AoPS Browser-Based Whiteboard Classroom
Closing the gap between students and AoPS's world-class curriculum
THE GAP
Traditional meeting and annotation tools severely limit student interactivity and their active learning
ROLE
0-to-1 Product Design Lead
TEAM
PM, Senior Eng Lead, 3 Engineers, 5 cross-functional stakeholders
GOAL
End-to-End Product Design, Design Systems, AI-Prototyping, UX Strategy & Research
CONTEXT
AoPS has built some of the best math and science curriculum in the US over 20+ years. Their classroom software didn't come close to matching it. Teachers were stitching together Drawboard for PDF annotation, Zoom for virtual delivery, and a series of workarounds just to run a lesson.
I led design on Torchboard — AoPS's own interactive, multiplayer classroom whiteboard — from 0 to 1 over a 1.5-year roadmap.
CHALLENGE
It's not just that the tools were bad - every band-aid fix teachers made during class, was attention stolen from being a great facilitator. Students weren't engaging with the material the way it deserved.
Big picture: Classroom software was the only missing piece in AoPS's end-to-end content delivery system.
DIGGING INTO THE PROBLEM
Early on, I sat in on classes and interviewed teachers across campuses. Three questions became the design north star:
How do we reduce cognitive load so teachers can focus on facilitation?
How do we increase student engagement without adding tech-induced distractions?

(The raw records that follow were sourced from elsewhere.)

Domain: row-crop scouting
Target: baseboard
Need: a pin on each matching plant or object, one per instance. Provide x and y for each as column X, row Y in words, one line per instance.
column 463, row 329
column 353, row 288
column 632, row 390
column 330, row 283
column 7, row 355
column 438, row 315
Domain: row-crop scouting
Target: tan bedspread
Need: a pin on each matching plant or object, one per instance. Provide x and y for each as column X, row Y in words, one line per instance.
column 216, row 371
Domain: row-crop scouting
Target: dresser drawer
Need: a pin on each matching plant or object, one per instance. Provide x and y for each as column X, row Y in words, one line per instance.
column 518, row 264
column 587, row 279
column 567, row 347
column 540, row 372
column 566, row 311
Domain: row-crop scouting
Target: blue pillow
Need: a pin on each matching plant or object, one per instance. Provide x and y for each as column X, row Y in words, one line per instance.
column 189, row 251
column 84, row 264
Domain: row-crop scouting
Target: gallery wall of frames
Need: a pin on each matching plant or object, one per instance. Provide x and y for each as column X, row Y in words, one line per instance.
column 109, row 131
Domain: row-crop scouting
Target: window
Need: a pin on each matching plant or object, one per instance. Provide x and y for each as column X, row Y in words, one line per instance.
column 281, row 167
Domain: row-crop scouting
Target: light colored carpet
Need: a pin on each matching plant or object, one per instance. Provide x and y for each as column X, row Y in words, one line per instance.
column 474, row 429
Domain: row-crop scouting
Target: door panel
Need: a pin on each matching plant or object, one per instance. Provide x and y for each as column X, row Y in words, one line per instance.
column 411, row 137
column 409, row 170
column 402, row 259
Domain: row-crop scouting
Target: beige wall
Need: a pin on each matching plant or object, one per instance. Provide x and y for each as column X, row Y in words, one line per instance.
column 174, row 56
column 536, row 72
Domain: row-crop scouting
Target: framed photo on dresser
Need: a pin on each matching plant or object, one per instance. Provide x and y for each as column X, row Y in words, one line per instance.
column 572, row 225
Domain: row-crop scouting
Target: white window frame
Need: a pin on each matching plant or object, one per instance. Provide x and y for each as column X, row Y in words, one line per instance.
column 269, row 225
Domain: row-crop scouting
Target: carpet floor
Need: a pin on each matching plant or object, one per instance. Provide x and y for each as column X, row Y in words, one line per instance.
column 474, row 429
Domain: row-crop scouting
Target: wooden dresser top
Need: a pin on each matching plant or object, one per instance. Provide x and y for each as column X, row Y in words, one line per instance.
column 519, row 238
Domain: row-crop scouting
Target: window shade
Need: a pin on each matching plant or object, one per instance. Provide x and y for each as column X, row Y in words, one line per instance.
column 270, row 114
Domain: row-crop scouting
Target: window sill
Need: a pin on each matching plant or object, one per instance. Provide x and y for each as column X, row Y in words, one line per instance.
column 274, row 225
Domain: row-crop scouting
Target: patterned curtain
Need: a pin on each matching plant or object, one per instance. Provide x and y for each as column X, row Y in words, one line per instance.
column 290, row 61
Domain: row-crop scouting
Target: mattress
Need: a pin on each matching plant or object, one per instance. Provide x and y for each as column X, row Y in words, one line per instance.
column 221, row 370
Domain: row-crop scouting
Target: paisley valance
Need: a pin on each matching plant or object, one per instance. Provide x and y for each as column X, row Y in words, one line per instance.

How does AoPS's product quality match its curriculum?
WHY
Every teacher has their own way of teaching. The best indicator of what they do in a class and how they do it is to sit and observe classes.
SOLUTIONING
I made an early call to build our own design system on top of shadcn/ui and Tailwind CSS rather than wait for a company-wide system that had no clear owner or timeline.
WHY
To directly accelerate our front-end process and make LLM-assisted prototyping practical for our team.
Additionally, to ship code and AI-based prototyping for designing features quickly.
SETTING SCRAPPY BUT SOLID FOUNDATIONS
My shipping philosophy was deliberate: broad strokes first. Get things into classrooms fast — even rough — to observe how they behave live. Polish in slower sprints after real-world signal.
WHY
To keep us from over-engineering features, scaling our efforts well, and making sure I continuously shipped without blocking engineering on nitpicks.
BUILD, DOGFOODING, OBSERVE, REPEAT
The best way to look for feedback was to put our product in teachers' hands and let them play with it. Here's a quick video of co-creating success metrics with them using the product itself.
Visited several campuses, like Redmond, WA, and Frisco, TX - implemented features based on requests within days to show how much we care.
WHY
To increase nationwide adoption without a giant rollout, we needed successful product evangelists to work out the initial kinks and show senior leadership that we're customer-obsessed.
KEY IMPACT
$500k+
saved in classroom hardware costs every year
20k
students learning daily, across 150+ classes
4.3/5
average lesson rating, as reported by teachers
LEARNING
Shipping rough on purpose is the right call for a product with no long flows — only papercuts you can't anticipate in a design file. See them live first.